The verdant sadness of the height
Of plangent summer: sylvan days beleaguered
In the pankarpia of souls.
IV
Now (five years later) I have put
My books in order. There always is a vaster
Section, spurning clarity, the keen division;
As in Robert Fludd, the teeming theatre
Of demons, thrones and powers is perched
On the dark Aleph where divisions are cast out.
V
Seated on this dark column, naming
Whatever creature raised at random,
We expunge ourselves, like the spry seed.

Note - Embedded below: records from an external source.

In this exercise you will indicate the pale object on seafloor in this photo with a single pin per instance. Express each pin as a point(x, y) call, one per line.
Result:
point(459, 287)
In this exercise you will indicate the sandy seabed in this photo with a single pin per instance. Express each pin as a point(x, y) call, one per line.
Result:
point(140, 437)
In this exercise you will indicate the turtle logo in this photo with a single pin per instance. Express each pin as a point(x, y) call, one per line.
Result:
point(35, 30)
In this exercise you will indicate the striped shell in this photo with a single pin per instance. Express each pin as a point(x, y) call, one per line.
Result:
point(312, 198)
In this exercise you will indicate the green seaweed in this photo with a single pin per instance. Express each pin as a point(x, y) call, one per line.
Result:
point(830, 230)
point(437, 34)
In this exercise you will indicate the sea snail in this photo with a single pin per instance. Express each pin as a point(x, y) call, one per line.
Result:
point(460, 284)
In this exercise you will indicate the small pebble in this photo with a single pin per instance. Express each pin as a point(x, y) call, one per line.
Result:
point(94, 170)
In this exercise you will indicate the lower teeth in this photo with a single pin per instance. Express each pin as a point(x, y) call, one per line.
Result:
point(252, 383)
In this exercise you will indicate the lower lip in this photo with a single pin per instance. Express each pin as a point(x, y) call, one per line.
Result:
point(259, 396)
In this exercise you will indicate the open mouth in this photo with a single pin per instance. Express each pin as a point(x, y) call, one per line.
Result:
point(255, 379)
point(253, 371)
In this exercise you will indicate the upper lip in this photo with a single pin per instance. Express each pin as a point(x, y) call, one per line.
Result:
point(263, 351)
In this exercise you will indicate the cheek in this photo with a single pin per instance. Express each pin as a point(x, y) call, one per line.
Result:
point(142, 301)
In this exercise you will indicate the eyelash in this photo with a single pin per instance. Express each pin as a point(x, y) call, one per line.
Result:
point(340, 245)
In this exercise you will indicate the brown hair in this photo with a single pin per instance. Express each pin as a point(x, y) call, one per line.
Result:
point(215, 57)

Obsequially bedded under ground,
It shocks our tardy minds with parables
Of reason, exiled, risen in the vastness.
VI
‘As each new stage succeeds,
The older festivals are not abolished,’
Whispers another voice from Cambridge.
There is a perdu day in Sweden of St. Matthew
When youths with bears did wrestle, apposite
To our long lack-lustre, or quinquennial of want.
VII
You write of games and voyages and friends,
Turnings and crossings, to contain the void
That lies between the dreams and waking.
You write your cunning engram on the trail
Of time, to rout the beasts of history
With full sagacity and justice.
VIII
John, it is indeed your feast today,
St. Jean—the fete of hapless magic,
When language can be fashioned out of silence.
You write about your daughter’s want and naming.

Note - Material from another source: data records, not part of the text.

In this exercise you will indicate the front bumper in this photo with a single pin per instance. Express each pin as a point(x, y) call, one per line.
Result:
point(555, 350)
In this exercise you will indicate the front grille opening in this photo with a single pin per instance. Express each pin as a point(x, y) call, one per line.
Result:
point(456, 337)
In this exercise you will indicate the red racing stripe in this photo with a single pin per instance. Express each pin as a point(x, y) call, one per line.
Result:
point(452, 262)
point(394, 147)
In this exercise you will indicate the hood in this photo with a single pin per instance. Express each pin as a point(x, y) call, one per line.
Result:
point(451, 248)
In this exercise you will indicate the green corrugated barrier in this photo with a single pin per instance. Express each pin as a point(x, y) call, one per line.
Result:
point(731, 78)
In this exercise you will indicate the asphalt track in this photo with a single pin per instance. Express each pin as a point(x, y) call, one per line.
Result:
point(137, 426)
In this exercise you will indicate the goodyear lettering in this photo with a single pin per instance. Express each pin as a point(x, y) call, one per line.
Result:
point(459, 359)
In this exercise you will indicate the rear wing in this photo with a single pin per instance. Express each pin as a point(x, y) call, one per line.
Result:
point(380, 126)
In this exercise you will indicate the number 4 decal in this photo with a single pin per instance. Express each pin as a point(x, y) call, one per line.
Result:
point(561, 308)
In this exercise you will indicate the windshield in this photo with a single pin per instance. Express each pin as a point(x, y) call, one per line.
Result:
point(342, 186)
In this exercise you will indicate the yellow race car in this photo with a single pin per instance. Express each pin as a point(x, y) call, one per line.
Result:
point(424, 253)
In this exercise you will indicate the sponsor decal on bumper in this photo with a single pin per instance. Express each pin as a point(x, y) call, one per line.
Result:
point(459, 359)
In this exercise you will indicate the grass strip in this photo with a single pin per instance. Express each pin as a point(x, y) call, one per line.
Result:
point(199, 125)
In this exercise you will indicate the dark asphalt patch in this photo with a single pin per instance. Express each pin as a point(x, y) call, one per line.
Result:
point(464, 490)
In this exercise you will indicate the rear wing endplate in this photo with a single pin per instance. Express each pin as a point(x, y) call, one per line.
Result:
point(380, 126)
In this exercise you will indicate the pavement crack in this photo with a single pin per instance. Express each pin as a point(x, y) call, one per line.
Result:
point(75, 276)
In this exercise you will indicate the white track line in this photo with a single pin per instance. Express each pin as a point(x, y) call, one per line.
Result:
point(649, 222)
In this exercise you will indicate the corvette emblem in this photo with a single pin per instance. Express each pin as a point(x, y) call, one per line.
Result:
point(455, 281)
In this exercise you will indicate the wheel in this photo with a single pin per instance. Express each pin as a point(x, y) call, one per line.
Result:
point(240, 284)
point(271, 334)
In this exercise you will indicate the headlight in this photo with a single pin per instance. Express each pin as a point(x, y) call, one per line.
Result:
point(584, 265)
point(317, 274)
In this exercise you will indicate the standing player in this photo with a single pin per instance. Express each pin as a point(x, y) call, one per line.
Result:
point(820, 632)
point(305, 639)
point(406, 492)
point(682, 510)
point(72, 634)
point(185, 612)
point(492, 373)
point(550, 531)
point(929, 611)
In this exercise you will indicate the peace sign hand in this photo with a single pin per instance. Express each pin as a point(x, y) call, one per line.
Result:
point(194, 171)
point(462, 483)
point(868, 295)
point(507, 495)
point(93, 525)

You name a house. I call it economics:
Your large, fair dreams of sharing and of roots.
IX
Do then the planets roam and turn
In your exorbing geocentric circles?
(Perhaps when demons rode them.)
They are the wanderers, strangers
To every house there is,
In all twelve houses of the zodiac.
X
You name a house. You name your honorable longings.
(Or, what Bob talked about—like Keats—
the staleness of the poet’s life.)
There is in every haunted house in Suffolk
A spot which is so bitter cold because
it once drank thwarted love or murder.
XI
This is the true mouth of the Aleph.
In Britain now the jealous autochthonous gods
Have risen, fragging their Themis of the land,
Sacrificing for the sake of trite Boudiccas
The splendid loyalties of base mechanicals,
The distributive dreams and universal style.
XII
‘Words have inside them no marrow!’
The re-born Wanderer sang,
‘Although with ornaments resplendent!’
The Twice-born Borderer had answered:
‘And when they came together to the house,
They ate and drank and day by day rejoiced.’
XIII
Words have no roots, nor proper names.
They are called up to fill the slots,
Insubstantial and gauche, as are the dead
With their orectic tongues, scratching at the table,
Galavanized and twitching like the frogs,
Wired to the work-bench of the sage.
XIV
Resist the stillness. Command
The darkness of our motor fantasies,
The listless whispering of inner voices.
Save the phenomena with demon festivals.
I order now this stanza to return to
Graves; there are no others.
XV: Threnos
There are so many stars and only twelve signs
There are so many days and only five feasts
Somebody remarked that the nights have no names, but nor have days,
only cyclical ciphers.
There is so little order.
It is not the loss of reality which is grieved for, it is the sparseness of order.
The few named ones are just hostages of order.
Besides, they had no proper names, nor numbers, sitting round the table,
jury-fashion
Unclaimed signs, or star-ciphers, open like days? and cyclical…
Only, voyager, do not presume to think that short-cuts are in any way
privileged.
Only, fellow-traveller, do not think that we are.